Mit Blick auf die „widerwärtigen Übergriffe und Attacken in der Silvesternacht in Köln und in anderen Städten“ erklärte die CDU-Spitze in ihrer „Mainzer Erklärung“: „Insbesondere sexuelle Belästigung und Vergewaltigung sind nicht hinnehmbar. Sie verlangen nach einer harten Antwort des Rechtsstaats.“ Um einen besseren Schutz vor sexueller Gewalt zu gewährleisten, sollten auch Belästigungen wie Grapschen, die unterhalb der Schwelle sexueller Nötigung liegen, unter Strafe gestellt werden.
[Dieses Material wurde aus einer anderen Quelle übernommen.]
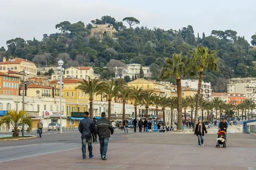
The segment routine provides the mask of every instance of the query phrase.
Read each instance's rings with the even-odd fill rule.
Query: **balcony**
[[[27,111],[26,113],[29,116],[39,116],[39,112]]]

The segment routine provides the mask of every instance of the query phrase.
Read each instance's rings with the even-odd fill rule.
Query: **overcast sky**
[[[86,25],[104,15],[119,21],[133,17],[140,26],[150,28],[178,30],[191,25],[196,37],[231,29],[250,44],[256,32],[256,0],[2,0],[0,4],[0,47],[5,48],[7,40],[16,37],[41,40],[43,34],[58,31],[55,25],[64,21]]]

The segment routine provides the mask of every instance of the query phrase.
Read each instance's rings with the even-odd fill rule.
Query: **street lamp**
[[[59,65],[59,66],[57,67],[57,70],[58,70],[59,72],[59,74],[60,74],[60,81],[58,82],[59,82],[60,85],[60,104],[61,105],[60,107],[60,111],[61,111],[61,115],[60,115],[60,121],[61,121],[61,126],[60,127],[60,133],[62,133],[62,106],[61,106],[61,98],[62,98],[62,92],[61,90],[62,89],[62,85],[64,84],[63,82],[62,82],[62,74],[63,72],[65,71],[65,69],[62,67],[62,65],[63,65],[63,64],[64,64],[64,62],[63,61],[61,60],[59,60],[58,62],[58,64]]]
[[[22,110],[24,111],[25,110],[25,103],[24,103],[24,89],[25,88],[25,72],[26,71],[23,70],[23,87],[22,87]],[[29,74],[29,71],[27,71],[26,72],[27,75]],[[25,115],[23,115],[22,116],[22,136],[24,137],[24,118],[25,116]]]

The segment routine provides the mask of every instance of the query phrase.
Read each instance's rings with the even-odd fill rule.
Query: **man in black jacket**
[[[82,152],[83,159],[86,159],[86,143],[88,144],[89,156],[90,159],[93,157],[93,146],[92,146],[92,134],[94,133],[94,123],[89,119],[89,112],[84,113],[84,119],[81,120],[79,124],[78,129],[81,133],[82,139]]]
[[[219,130],[224,130],[226,132],[225,138],[227,139],[227,123],[226,122],[226,119],[223,119],[222,122],[220,123],[219,125]]]
[[[142,126],[143,126],[143,121],[140,119],[140,120],[139,121],[139,123],[138,123],[139,125],[139,128],[140,132],[142,132]]]
[[[101,118],[96,122],[95,131],[99,136],[102,159],[107,160],[106,156],[110,133],[111,133],[111,135],[113,134],[114,129],[110,121],[106,118],[105,112],[102,113]]]
[[[146,132],[147,132],[147,127],[148,127],[148,121],[146,120],[145,119],[144,122],[143,122],[143,125],[144,127],[144,132],[145,132],[145,128],[146,129]]]

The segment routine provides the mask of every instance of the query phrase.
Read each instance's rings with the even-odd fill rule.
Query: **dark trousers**
[[[142,132],[142,126],[139,126],[139,128],[140,128],[140,132]]]
[[[97,133],[96,133],[96,132],[93,132],[93,133],[92,134],[92,136],[93,136],[93,141],[97,141]]]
Der neue Vergewaltigungsparagraf könne noch in diesem Jahr vom Bundestag verabschiedet werden, sagte Justizminister Maas der „Bild am Sonntag“. Im Kurznachrichtendienst Twitter meldete er sich am Samstag mit der Aussage: „Müssen alles tun, um Frauen besser vor sexualisierter Gewalt zu schützen. Werden Lücken im #Sexualstrafrecht schließen.“

Der Straftatbestand der Vergewaltigung wäre laut Entwurf auch erfüllt, wenn sich das Opfer subjektiv als schutzlos empfindet oder der Täter einen „Überraschungsmoment“ ausnutzt, etwa durch eine unvermittelte Attacke im öffentlichen Raum. Bislang wird im Strafrecht eine Sexattacke nur dann als Vergewaltigung gewertet, wenn das Opfer geschlagen oder an Leib und Leben bedroht wurde - oder sich in einer „schutzlosen“ Lage befand.

Einen Alternativvorschlag des Deutschen Juristinnenbunds, der jegliche sexuelle Handlung kriminalisiert, die ohne das Einverständnis der anderen Person vorgenommen wird, lehnt der Referentenentwurf des Justizministeriums allerdings ausdrücklich ab. Dies wäre ein „Paradigmenwechsel“, der einer sorgfältigen Prüfung bedürfe, „die eine entsprechende Zeit erfordert“.

Frauenministerin Manuela Schwesig (SPD) sagte dem Redaktionsnetzwerk Deutschland: „Eine Änderung der Gesetzeslage wird dazu beitragen, dass mehr betroffene Frauen sich zu einer Anzeige entschließen, dass weniger Strafverfahren eingestellt werden und dass sexuelle Übergriffe adäquat geahndet werden.“

Die Mainzer Ministerpräsidentin Malu Dreyer (SPD) betonte: „Gewalt gegen Frauen ist kein Kavaliersdelikt und erlaubt kein Pardon. Wer sexuelle Handlungen an Menschen vornimmt, auch wenn diese Nein sagen, muss bestraft werden.“

Die Vorsitzende des Rechtsausschusses im Bundestag, Renate Künast (Grüne), hält den Entwurf aber für unzureichend. „Es bleibt im Grunde beim alten Tatbestand, der oftmals zu Freisprüchen führt“, sagte sie der „Berliner Zeitung“ (Samstag). Nötig sei, dass ein eindeutiges Nein zu sexuellen Handlungen als Grenze zur Strafbarkeit genüge.

Anlass der Reform ist die Istanbul-Konvention des Europarats, dem 47 Staaten angehören. Nach dieser Konvention aus dem Jahr 2011 ist jede „nicht einverständliche, sexuell bestimmte Handlung“ zu bestrafen.